Controlling an invasive species or even eradicating it is most cost effective before it has actually done anything harmful. The idea that the LBAM should be allowed to spread because it has not yet wiped out a crop demonstrates the difficulty of getting people to care about something that has not actually happened yet. USDA has asked for more funding but because the problem is not pandemic begging is the order of the day. We as a society are loathe to spend money on something that has not happened yet. Better to wait til someone turns to crime and then incarcerate them than to pay less up front in education and work force development is our motto and so it is with invasive species
“Light brown apple moth is a recognized agricultural pest. Moths, such as light brown apple moth (LBAM) (Epiphyas postvittana), banana moth (Opogona sacchari), and nettle caterpillar (Darna pallivitta), are [known] pests of various tropical /subtropical crops, limiting production, and may severely disrupt trade if not detected and allowed to become established in primary growing areas. LBAM also attacks temperate crops and has recently been identified in California as a new invasive species. Because LBAM threatens a multibillion dollar industry in California, alone, CDFA and APHIS, have asked ARS scientists to help develop methods for LBAM control. Research Gaps including effective management of moth pests of tropical /subtropical crops requires the development of: 1) user-friendly, economical, and environmentally acceptable technologies; 2) area-wide integrated pest management (IPM) systems for moth suppression; and 3) systems approaches to prevent pest movement on export commodities.” (http://www.ars.usda.gov/SP2UserFiles/Program/304/ActionPlan2008-2013/2h.pdf)

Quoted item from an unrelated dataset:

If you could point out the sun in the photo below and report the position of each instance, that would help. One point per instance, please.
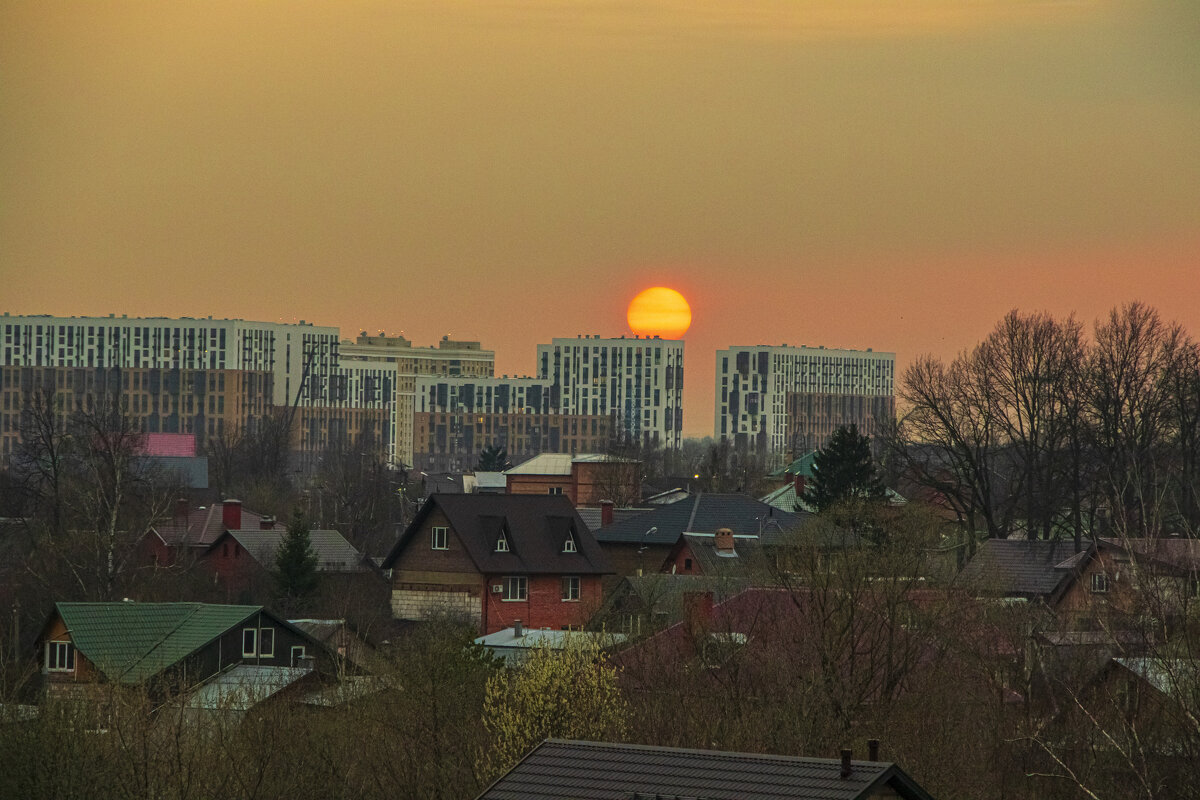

If gardeners waited until the weeds crowded out the tomatoes we would never have spaghetti sauce. Gardeners know that early detection and rapid response is the key to a a successful harvest and react without waiting to see if the scientist can publish; invasion of the garden are dealt with summarily. But on an ecosystem level we sometimes choose to wait until the kudzu covers the telephone poles of a million acres before buying the special machinery needed to keep the roads clear. We will carefully not try to reduce the level of the apple moth so that we have a reduction in chemical impact, as we loose the harvest of the fields, hoping that when the moth is finished it does not adapt to our natural areas and begin to be a factor in the wild fires of California as other invasive species already are. The call is to find consensus and to work together towards a common management goal using the tools of science and the techniques of IPM to reduce the toxicity of the solution and the level of the pest simultaneously.
Somehow we need to find away between do nothing at all and waiting until there is nothing to be done. But I digress…until another species catches my attention.